Vector Fields and Divergence

Questions and Answers

Is the divergence of the vector field P equal to 2XYZ + X?

• Cannot be determined
• False
• The text does not provide enough information to answer the question
• True (correct)

What is the divergence of the vector field P in cartesian coordinates?

• 2XYZ + X (correct)
• 2XYZ + Z
• 2XYZ
• 2XYZ - X

What is the divergence of the vector field P in cylindrical coordinates?

• 2XYZ (correct)
• 2XYZ + Z
• 2XYZ + X
• 2XYZ - X

What does Stoke's theorem state?

The circulation of a vector field A around a closed path I is equal to the surface integral of the curl of A over the open surface bounded by L. (A)

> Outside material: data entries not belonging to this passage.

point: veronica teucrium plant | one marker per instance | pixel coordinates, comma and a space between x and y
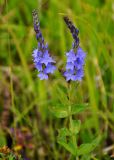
74, 71
68, 136
44, 63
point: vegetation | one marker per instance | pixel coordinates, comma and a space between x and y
28, 119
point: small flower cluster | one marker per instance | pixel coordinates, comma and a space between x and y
74, 66
75, 57
42, 60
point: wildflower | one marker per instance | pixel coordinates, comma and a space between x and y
75, 57
44, 63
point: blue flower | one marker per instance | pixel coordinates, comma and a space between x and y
44, 63
74, 67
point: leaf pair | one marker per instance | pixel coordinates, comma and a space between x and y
62, 111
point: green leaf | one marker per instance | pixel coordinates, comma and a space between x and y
75, 126
88, 147
2, 140
76, 108
60, 111
64, 139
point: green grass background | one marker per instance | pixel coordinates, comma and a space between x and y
30, 98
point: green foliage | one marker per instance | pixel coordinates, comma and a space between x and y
87, 148
29, 98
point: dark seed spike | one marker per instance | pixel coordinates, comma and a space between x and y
73, 30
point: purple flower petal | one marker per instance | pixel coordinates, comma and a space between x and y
49, 68
42, 76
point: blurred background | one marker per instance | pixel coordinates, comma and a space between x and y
26, 124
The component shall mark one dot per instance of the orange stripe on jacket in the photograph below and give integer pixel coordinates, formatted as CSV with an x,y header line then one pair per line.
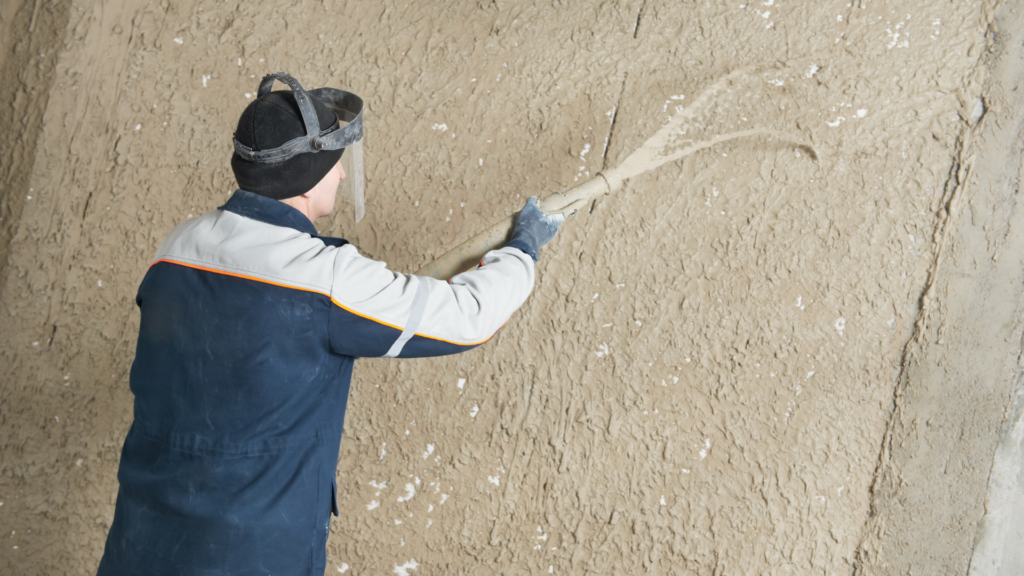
x,y
336,302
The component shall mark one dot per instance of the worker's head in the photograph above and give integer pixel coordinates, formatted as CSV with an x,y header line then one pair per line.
x,y
289,144
268,122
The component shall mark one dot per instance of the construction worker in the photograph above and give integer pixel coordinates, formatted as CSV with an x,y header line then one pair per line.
x,y
251,324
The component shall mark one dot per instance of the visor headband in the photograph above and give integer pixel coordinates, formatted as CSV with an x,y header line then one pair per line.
x,y
345,106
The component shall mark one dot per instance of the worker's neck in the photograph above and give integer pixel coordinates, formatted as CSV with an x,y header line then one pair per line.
x,y
302,204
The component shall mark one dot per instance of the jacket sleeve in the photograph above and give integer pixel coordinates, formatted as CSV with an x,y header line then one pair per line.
x,y
379,313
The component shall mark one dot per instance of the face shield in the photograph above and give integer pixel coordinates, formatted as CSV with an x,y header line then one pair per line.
x,y
346,133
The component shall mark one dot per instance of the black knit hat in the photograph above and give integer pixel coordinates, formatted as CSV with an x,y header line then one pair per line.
x,y
268,122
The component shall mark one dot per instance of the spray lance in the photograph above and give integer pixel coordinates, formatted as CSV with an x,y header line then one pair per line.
x,y
668,145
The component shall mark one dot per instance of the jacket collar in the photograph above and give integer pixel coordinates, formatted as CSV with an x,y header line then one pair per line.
x,y
268,210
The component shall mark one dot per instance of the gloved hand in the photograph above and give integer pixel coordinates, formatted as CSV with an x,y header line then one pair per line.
x,y
534,229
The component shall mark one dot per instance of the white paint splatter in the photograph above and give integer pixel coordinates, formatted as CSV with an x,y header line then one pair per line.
x,y
410,492
404,568
840,325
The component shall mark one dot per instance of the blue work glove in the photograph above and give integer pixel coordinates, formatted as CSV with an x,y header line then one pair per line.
x,y
535,229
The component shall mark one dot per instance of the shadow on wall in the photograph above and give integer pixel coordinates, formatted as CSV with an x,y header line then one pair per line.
x,y
33,34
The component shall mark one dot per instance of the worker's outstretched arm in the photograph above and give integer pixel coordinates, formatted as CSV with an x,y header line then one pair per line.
x,y
380,313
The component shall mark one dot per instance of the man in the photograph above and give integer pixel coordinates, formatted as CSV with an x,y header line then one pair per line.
x,y
250,326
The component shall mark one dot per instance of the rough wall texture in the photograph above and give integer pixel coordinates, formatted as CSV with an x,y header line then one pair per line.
x,y
962,367
704,375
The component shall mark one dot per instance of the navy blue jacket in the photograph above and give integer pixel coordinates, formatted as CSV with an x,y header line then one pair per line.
x,y
250,327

Is Stoke's theorem applicable only if A and △XA are continuous on S?

Yes (A)

What is the relationship between the circulation of a vector field A and the surface integral of the curl of A?

They are equal (C)

What is Stoke's theorem?

The circulation of a vector field $A$ around a closed path $I$ is equal to the surface integral of the curl of $A$ over the open surface bounded by $L$, provided $A$ and $\Delta XA$ are continuous on $S$. (B)

Applicability of Stoke's theorem

Yes, Stoke's theorem is applicable only if $A$ and $\Delta XA$ are continuous on $S$. (A)

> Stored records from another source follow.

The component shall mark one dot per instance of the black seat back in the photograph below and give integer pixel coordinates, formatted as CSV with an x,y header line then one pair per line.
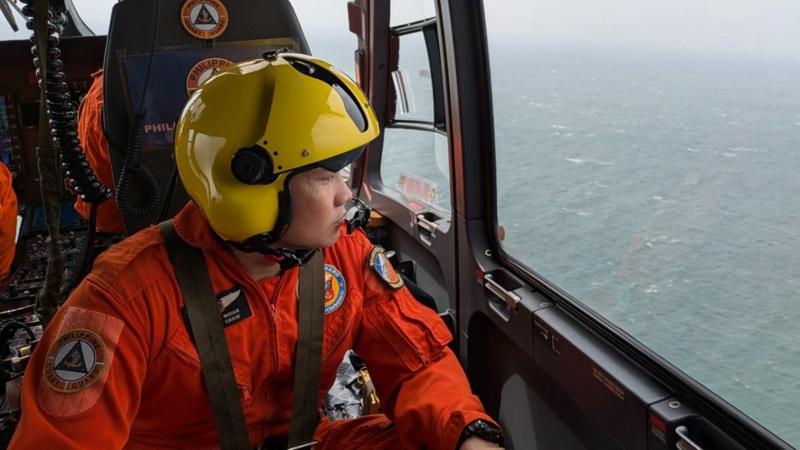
x,y
152,62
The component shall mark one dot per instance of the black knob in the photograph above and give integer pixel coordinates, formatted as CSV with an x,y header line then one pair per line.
x,y
252,165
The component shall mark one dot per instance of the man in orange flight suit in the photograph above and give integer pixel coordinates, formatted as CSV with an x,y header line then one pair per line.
x,y
8,221
117,367
95,148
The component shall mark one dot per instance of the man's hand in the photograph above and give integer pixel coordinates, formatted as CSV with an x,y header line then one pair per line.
x,y
476,443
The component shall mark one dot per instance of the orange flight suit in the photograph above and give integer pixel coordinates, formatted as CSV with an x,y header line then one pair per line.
x,y
117,367
8,221
95,148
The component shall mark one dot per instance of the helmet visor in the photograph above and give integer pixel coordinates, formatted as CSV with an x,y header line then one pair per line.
x,y
340,161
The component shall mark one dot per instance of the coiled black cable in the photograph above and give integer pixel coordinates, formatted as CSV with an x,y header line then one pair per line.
x,y
132,167
61,110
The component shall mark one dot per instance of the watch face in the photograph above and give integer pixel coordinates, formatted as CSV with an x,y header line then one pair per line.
x,y
485,430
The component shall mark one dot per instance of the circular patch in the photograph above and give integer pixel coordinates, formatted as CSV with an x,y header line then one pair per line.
x,y
335,289
204,19
204,70
75,360
381,265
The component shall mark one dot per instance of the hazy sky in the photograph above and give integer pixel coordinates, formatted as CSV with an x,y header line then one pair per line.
x,y
771,26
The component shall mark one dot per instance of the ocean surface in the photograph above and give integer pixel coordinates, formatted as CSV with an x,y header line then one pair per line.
x,y
660,189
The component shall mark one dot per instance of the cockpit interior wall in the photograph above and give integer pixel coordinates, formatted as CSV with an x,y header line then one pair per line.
x,y
157,54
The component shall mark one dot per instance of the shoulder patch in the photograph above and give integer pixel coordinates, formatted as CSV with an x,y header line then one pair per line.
x,y
233,306
75,361
78,361
381,265
335,289
204,19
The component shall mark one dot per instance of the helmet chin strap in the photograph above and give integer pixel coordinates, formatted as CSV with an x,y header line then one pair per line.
x,y
356,216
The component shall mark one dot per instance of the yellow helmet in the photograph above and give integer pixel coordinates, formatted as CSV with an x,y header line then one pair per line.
x,y
249,128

Relationship between circulation and surface integral

The circulation of a vector field $A$ is equal to the surface integral of the curl of $A$. (D)

Flashcards are hidden until you start studying

Study Notes

Divergence of a Vector Field

• The divergence of the vector field P is not equal to 2XYZ + X, as the expression lacks a differential operator.

Divergence in Cartesian Coordinates

• The divergence of the vector field P in Cartesian coordinates is given by ∇⋅P = (∂P_x/∂x) + (∂P_y/∂y) + (∂P_z/∂z).

Divergence in Cylindrical Coordinates

• The divergence of the vector field P in cylindrical coordinates is given by ∇⋅P = (1/r) (∂(rP_r)/∂r) + (1/r) (∂P_θ/∂θ) + (∂P_z/∂z).

Stoke's Theorem

• Stoke's theorem relates the circulation of a vector field around a closed curve to the surface integral of the curl of that vector field.

Applicability of Stoke's Theorem

• Stoke's theorem is applicable only if the vector field A and its first partial derivatives are continuous on the surface S and its boundary.

Relationship between Circulation and Surface Integral

• The circulation of a vector field A around a closed curve is equal to the surface integral of the curl of A, i.e., ∯A⋅dl = ∬ (∇×A) ⋅dS.